Rede in der Landtagssitzung am 11. Juli 2014

Tobias Koch [CDU]:
Herr Präsident! Meine sehr geehrten Damen und Herren! Je größer die Risse in der „Küstennebelkoalition“, desto enger rückt die Opposition zusammen.

(Lachen SPD)

- Na ja. - Ein gemeinsamer Haushaltsantrag von allen drei Oppositionsfraktionen für mehr Lehrerstellen ist kein alltägliches Ereignis. Sie machen es uns in der Tat aber auch einfach, denn Sie begnügen sich damit, weniger Lehrerstellen abzubauen, als es ein fünf Jahre alter Plan aus der Finanz- und Wirtschaftskrise vorsieht. Viel tiefer kann man die Messlatte für gutes Regieren aber auch wirklich nicht legen.

(Beifall CDU und FDP)

Ganz abenteuerlich wird es aber, wenn man sich wirklich einmal die Frage des Kollegen Garg stellt: Wie sind Sie eigentlich auf 228 Stellen gekommen? Man kann es sich bildlich richtig vorstellen. Da haben die Koalitionäre in der Koalitionsrunde zusammengesessen, konfrontiert mit der Oppositionsforderung nach einem Nachtragshaushalt,

(Lachen SPD und SSW)

und lag der Deckungsvorschlag von 4,75 Millionen € der Finanzministerin auf dem Tisch. Dann haben Sie den Taschenrechner gezückt und nachgerechnet: 4,75 Millionen € durch 20.000 € pro Lehrerstelle für fünf Monate macht 228. Das war Ihre Rechenlogik.

(Beifall CDU)

Da gab es keine bildungspolitischen Inhalte, da gab es keine Bedarfsanalyse, allein der Taschenrechner hat bei Ihnen bestimmt, wie viele Stellen Sie schaffen wollen.

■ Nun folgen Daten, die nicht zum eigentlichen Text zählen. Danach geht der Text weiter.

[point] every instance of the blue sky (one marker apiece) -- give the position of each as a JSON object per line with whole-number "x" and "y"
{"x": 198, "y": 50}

Vizepräsident Bernd Heinemann:
Herr Abgeordneter Koch, erlauben Sie eine Zwischenfrage oder -bemerkung des Abgeordneten Rasmus Andresen?

Tobias Koch [CDU]:
Sehr gern. Ich hätte sonst eh Probleme mit meiner Redezeit bekommen.

Rasmus Andresen [BÜNDNIS 90/DIE GRÜNEN]:
Vielen Dank. Da helfe ich Ihnen doch gern. Die Finanzministerin hat Ihnen auch schon zwei Minuten mehr zur Verfügung gegeben. Vielleicht nehmen Sie das dann mit in Ihre Bewertung der Arbeit. Zunächst wollte ich einmal feststellen, dass Sie gerade davon gesprochen haben, dass Sie 400 mehr Stellen schaffen. Da uns Ihr Fraktionsvorsitzender vorgeworfen hat, dass es nicht um mehr Stellen geht, sondern nur um etwas weniger Abbau, würde ich Sie bitten, das vielleicht in Ihrem Redebeitrag genau so zu verwenden. Ansonsten kann Ihnen Herr Callsen den Unterschied vielleicht noch einmal erklären. Ich habe aber eine Frage. Sie haben letzten Monat in der Plenartagung beantragt, dass die Mittel - was ich als Hochschulpolitiker erst einmal gar nicht unsympathisch finde -, die wir durch die BAföG-Millionen jetzt mehr zur Verfügung haben, zu 50 % für die Unterrichtsversorgung für die Schulen und zu 50 % für die Hochschulen eingesetzt werden sollen. Unsere Koalition hat beschlossen, fast alles in die Unterrichtsversorgung zu geben und nicht 50/50 aufzuteilen. Würden Sie mir recht geben, dass, wenn man statt 50 % deutlich mehr, nämlich 90 % oder so etwas, in die Unterrichtsversorgung steckt, es deutlich mehr ist als das, was der CDU-Antrag vorgesehen hat, nämlich nur 50 % der Mittel für die Unterrichtsversorgung einzusetzen?

(Beifall SPD)

- Herr Kollege, das Problem ist, Sie machen das nicht.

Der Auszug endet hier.